Pharaoh Sanders – Karma
Eiko Ishibashi & Darin Gray – Ichida
Eius Komariah – Bulan Sapasi
Jenny Hval – Classic Objects
John Fahey – Death Chants, Breakdowns, and Military Waltzes

4. What do you associate with Berlin?

Keeping living alive despite the grey.

5. What’s your favourite place in your town?

I’m not sure what my town actually IS so it’s complicated. Right now it’s just outside Stuttgart, so in that case I’m going to have to answer: the forest. But generally my answer is wherever is near the closest large body of water.

6. If there was no music in the world, what would you do instead?

It would definitely involve spending an even larger ratio of time cooking and talking about chilis than I already do.

7. What was the last record/music you bought?

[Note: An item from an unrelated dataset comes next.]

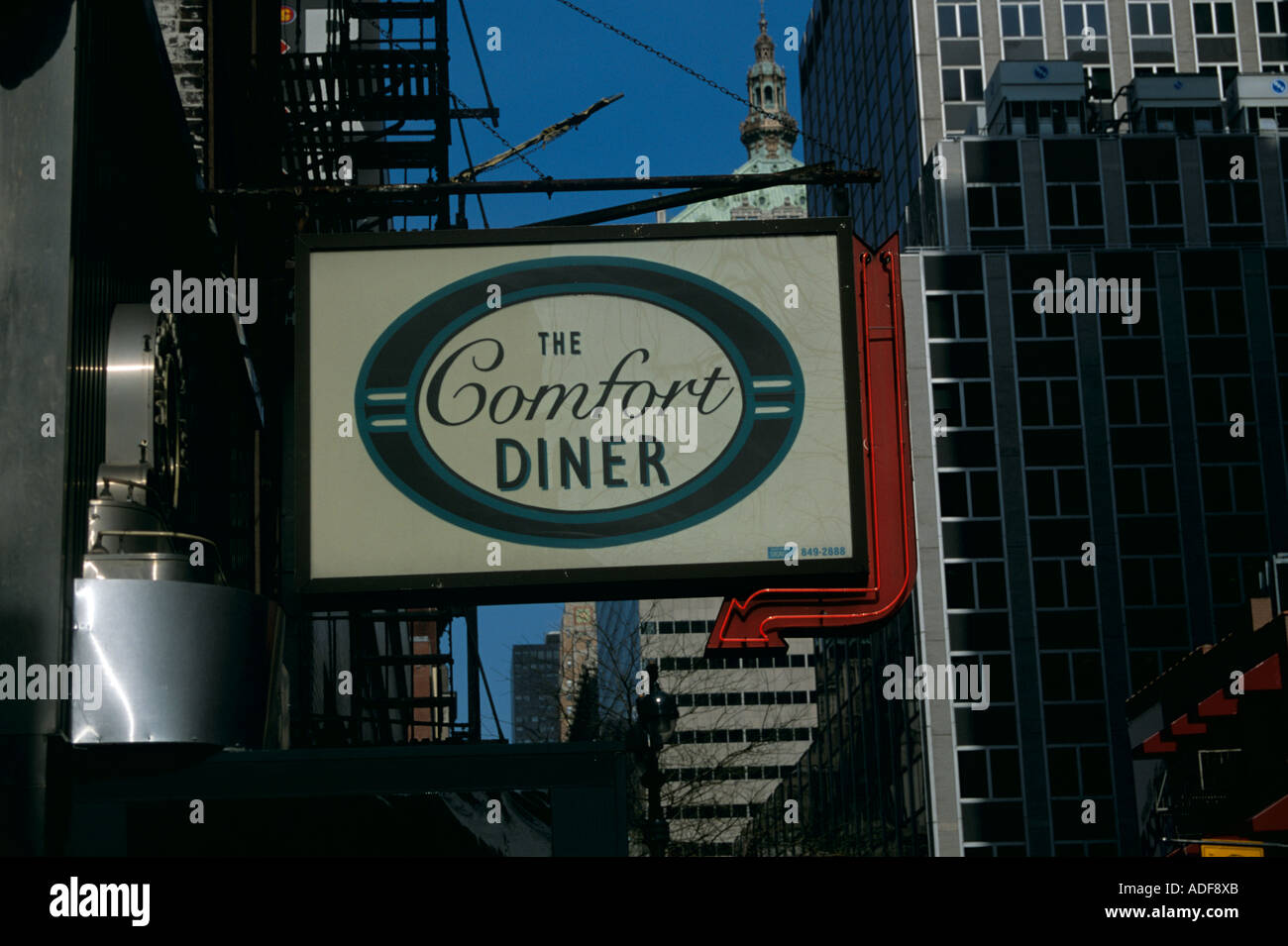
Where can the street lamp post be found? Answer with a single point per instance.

I think it was either Hantu – Zither EP or the reissue of Pauline Oliveros’ Accordion and Voice.

8. Who would you most like to collaborate with?

I feel very fortunate that I already work with many people I both adore and admire, but I’d love to cook with Ixta Belfrage, or go recording/listening with Annea Lockwood.

9. What was your best gig (as performer or spectator)?

Again so tricky! What does best mean? Maybe what I hold in my memory in the most vivid way is Akira Sakata singing with airplanes by the river in Austin for No Idea Festival, or the whole southbank centre audience leaping to their feet to dance for Selda Bağcan, but maybe my favourite performance I’ve done was actually a small house concert in Charles Curtis’ living room.

10. How important is technology to your creative process?

It used to be fairly distant to my process as a performer which was much more about bodies and physicality and phenomena and spaces, but now that I work more and more assembling recordings and generating sound electronically in digital spaces, it’s come to be something I really love, and even miss when I don’t have much time for it. Not in any gear fetish sort of way, my tools are fairly simple, but I love the worlds that it becomes possible to inhabit through them, what it’s possible to construct or reveal.

11. Please tell us, what the audience can expect from your piece you present at galerie weisser elefant x Digital in Berlin session.

I’m going to play a piece that just appeared one afternoon on the day that a friend’s coffin was being decorated, but I don’t think of this as in any way ‘sad’ music. It feels more like a gift. It’s for two cellos theoretically, but I’ll be using some electronics/playback. Expect slow moving but rich, buzzing, alive cello chord phasing.